My job at that time was constant stress and anxiety. I was in the center of a corporate office nightmare with SEC investigations, power plays and takeover attempts between officers and directors. I would walk down the hallway at work bumping into the walls as if I was intoxicated and trip every time I walked into my boss’s office. He could not figure out what was up with me and questioned me about it a couple of times.

The year was 2002. I was working for a rather fast-paced public company during the time of corporate takeovers, inappropriate stock trading, misappropriation of funds, creative financial reporting and other SEC reporting issues. My work became very intense, stressful and extremely demanding. I would describe my working conditions at times to be a “hostile working environment”.

It was during this period of time that I began to notice a general feeling of malaise. I frequently felt fatigued and a slowing down of both my energy and concentration levels at home and at work. I also developed allergy symptoms that I had not had before. All these symptoms noticeably increased in the number of times and length. I felt that something was not quite right, as if my immune system and general stamina had weakened. Commuting and working full-time became too much. There seemed to be never enough time or energy left at the end of the week to get housework and laundry done before it was time to go back to work again. I could not catch up. I became less able to manage my days and complete the tasks I had been able to do before.
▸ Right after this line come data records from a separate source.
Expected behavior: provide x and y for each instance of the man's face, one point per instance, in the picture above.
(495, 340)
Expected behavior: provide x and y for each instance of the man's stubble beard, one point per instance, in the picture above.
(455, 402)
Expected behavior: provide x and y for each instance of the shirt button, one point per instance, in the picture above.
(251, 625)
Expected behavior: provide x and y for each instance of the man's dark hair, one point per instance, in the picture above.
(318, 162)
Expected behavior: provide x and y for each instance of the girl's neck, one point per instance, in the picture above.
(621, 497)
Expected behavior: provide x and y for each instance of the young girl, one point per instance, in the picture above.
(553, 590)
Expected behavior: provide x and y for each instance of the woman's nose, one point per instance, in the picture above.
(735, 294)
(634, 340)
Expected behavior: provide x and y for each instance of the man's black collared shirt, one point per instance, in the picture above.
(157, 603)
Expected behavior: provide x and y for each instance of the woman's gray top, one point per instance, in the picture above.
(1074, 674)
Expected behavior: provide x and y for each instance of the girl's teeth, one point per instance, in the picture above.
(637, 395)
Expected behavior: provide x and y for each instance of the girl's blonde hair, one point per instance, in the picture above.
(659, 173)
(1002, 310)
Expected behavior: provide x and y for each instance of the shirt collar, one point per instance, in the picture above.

Because of my age then, we attributed this to getting older and menopause. It appeared that I needed to make some life changes. We still had both children living at home, the youngest in college; I was working full-time plus some overtime and commuting three hours a day, keeping house, etc.

It had been a nice relaxing July 4th weekend just Tom and I. We were sitting outside on the deck with the newspaper and a couple of drinks. I had been down in the yard trimming the rose bushes for about a half hour. Tom had said years before that he never promised me a rose garden but I got one. Thirteen beautiful rose bushes, a baker’s dozen. I could see them from the family room and the bay window in the master bedroom. The colors were gorgeous when they were in bloom. Anyway, Tom had shown me how to cut them so that they would grow long strong stalks for cuttings and keep them nice and showy. I sat down took my garden gloves off when at the same time we both noticed that my right index finger was “pill rolling” (what we learned later was the term they used to describe it) and I could not stop it from doing it. That is when my husband insisted that I see a doctor and find out what was going on with me.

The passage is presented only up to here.